This film is about more than segregation in the Army (1944), and certainly about more than either prejudice, but also the fact that some African-Americans had (and still have) a problem with bringing their own race into line. It is a story about authority, both misused, as well as misunderstood. Of course, at the surface, this is a "whodunit". Who shot Sergeant Waters. It is also a "whydunit". Why was he shot, and is there any sort of justification for it? More than that, the white superior officers and the white townsfolk resent having "Negroes" in their part of the country, and, to some degree, even eligible to fight and die for their country.

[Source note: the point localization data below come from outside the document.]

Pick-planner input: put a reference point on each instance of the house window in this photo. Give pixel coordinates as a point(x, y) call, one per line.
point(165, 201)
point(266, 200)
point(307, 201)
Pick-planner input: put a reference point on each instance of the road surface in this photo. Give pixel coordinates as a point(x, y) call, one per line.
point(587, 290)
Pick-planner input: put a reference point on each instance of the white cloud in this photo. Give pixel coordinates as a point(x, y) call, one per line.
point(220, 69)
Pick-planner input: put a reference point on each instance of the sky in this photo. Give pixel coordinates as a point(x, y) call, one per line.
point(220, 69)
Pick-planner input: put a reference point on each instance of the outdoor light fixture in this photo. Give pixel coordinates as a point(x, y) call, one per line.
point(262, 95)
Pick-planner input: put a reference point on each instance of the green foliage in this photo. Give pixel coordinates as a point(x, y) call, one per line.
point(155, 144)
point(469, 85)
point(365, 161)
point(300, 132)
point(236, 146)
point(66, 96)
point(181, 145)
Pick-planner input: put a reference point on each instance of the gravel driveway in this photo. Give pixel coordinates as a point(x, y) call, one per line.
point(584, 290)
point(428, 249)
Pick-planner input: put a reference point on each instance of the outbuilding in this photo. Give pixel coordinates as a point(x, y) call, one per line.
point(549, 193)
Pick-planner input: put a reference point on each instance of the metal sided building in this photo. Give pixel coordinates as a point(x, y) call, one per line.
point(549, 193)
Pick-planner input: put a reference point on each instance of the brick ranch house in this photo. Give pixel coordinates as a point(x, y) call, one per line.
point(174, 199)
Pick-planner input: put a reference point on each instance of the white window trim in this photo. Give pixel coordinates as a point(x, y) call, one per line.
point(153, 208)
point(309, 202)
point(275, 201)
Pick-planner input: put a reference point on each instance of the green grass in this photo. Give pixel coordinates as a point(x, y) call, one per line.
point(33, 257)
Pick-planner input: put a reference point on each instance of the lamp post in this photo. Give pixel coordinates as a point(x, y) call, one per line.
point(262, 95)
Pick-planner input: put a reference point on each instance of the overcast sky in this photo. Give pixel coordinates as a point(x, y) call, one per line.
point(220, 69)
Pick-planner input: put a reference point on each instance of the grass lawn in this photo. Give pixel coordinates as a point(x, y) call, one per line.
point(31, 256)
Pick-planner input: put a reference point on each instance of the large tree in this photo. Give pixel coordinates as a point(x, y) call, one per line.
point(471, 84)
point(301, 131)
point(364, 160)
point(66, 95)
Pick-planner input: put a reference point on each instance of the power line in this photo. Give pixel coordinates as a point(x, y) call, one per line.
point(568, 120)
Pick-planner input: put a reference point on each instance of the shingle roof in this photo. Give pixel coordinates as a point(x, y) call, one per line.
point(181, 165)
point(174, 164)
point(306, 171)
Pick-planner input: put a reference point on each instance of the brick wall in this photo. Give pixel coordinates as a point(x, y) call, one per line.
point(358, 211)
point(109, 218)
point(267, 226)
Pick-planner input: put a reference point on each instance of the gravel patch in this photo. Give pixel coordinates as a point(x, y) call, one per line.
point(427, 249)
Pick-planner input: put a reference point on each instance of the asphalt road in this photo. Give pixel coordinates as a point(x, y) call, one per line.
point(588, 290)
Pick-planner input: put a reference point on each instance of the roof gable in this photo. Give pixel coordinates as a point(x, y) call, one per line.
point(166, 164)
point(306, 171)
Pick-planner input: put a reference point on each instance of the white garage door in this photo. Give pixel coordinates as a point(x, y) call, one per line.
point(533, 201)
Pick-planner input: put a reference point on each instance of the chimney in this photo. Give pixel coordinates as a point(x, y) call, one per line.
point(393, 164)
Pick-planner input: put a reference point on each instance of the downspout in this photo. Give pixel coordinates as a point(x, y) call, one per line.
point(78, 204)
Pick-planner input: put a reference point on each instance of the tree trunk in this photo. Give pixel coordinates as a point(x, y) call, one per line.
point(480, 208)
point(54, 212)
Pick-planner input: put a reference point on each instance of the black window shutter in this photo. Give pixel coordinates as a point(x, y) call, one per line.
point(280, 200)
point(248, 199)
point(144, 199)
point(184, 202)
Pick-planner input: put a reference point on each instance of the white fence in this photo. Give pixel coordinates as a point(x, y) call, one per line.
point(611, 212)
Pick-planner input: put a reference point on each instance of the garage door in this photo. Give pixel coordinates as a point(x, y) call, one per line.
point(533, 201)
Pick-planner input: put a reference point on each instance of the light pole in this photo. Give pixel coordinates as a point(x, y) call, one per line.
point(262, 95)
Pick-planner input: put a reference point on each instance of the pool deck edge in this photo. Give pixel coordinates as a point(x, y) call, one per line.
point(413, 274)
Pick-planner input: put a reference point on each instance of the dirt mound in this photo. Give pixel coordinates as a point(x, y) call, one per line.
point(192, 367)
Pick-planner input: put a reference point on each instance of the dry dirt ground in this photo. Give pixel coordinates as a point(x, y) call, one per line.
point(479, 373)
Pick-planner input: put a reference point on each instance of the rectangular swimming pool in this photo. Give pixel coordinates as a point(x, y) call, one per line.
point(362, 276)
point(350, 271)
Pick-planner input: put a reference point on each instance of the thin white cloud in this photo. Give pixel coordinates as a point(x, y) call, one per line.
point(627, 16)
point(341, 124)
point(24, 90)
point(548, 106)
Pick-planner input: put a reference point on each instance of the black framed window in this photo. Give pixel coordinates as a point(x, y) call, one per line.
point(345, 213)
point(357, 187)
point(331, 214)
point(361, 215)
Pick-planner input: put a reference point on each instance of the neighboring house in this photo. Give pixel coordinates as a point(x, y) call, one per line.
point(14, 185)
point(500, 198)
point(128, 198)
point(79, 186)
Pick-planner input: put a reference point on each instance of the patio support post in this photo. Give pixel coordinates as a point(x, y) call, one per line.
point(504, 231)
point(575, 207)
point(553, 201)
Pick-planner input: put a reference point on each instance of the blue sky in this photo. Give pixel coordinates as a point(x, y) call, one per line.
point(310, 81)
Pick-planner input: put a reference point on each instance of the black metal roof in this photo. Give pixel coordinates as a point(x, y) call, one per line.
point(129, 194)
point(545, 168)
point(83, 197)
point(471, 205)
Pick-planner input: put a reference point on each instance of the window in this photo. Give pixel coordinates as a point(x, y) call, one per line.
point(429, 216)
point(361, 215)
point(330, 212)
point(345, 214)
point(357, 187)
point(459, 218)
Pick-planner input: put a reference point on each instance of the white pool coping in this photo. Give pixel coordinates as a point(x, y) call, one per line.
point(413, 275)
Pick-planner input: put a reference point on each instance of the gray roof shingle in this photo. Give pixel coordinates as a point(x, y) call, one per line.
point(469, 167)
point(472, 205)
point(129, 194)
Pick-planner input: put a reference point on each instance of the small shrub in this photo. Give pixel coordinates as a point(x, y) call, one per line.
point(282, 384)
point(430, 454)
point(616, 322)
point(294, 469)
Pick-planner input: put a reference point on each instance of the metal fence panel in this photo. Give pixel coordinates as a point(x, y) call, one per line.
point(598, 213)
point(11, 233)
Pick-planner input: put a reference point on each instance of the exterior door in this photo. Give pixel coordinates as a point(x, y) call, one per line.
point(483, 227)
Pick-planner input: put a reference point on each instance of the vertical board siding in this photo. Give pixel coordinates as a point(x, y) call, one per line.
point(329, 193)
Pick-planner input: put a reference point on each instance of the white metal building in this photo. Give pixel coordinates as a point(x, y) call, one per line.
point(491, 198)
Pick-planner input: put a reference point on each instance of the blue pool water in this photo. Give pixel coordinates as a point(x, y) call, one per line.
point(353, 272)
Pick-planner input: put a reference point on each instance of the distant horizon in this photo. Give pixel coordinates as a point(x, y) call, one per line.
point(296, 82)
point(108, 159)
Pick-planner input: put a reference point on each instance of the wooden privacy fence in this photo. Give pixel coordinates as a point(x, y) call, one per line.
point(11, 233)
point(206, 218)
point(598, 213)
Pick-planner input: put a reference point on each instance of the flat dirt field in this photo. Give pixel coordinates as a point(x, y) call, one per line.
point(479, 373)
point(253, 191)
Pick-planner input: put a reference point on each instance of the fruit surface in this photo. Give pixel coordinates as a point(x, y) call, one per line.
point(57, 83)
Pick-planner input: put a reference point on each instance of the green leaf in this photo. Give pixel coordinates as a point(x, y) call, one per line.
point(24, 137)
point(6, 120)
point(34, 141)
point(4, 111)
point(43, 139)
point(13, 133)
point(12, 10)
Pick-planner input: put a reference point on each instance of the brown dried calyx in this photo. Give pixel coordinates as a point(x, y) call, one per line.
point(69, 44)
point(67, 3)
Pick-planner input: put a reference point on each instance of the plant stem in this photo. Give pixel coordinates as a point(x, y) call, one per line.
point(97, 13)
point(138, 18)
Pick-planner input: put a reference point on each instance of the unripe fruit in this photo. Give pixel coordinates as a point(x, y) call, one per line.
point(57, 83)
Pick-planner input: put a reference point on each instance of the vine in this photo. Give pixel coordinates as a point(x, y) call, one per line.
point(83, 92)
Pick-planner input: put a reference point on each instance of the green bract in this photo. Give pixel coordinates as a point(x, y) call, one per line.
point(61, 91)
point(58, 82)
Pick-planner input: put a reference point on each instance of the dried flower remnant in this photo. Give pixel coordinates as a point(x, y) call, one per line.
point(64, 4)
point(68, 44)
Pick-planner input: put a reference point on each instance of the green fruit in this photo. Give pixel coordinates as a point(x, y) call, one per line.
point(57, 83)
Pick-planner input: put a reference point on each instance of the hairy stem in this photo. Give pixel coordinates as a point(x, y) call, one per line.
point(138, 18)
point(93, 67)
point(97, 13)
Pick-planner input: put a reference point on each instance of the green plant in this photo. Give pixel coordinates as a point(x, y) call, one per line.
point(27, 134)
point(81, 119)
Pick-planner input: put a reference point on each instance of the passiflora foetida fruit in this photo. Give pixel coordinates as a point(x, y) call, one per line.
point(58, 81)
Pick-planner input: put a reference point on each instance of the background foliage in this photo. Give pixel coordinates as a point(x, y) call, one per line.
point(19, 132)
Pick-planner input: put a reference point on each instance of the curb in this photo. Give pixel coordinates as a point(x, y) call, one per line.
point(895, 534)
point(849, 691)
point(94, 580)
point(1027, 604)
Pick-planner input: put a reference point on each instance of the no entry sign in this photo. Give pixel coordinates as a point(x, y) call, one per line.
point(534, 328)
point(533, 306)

It is, of course, a known fact that segregation existed in the Army. To some degree, it still does. Japanese-Americans had their own army units. The Navy had Filipinos who did nothing but be mess stewards on board. Yet, in this instance, it is interesting that the Army sent a black officer, a black lawyer, rather than someone white. Why? Underneath, the idea was to show the black "grunts" that blacks could rise to become professionals, as well as officer material. What makes this such a multi-level film is that one can bring one's own prejudices to the meaning: minorities do not respond well to authority put in the hands of their own. Or, those in charge want to make those under them work harder to prove that authority can work. And, the point of the film is also the suspicion the ordinary minority recruit (black in this case) has about anyone of their own race who is put into positions of power.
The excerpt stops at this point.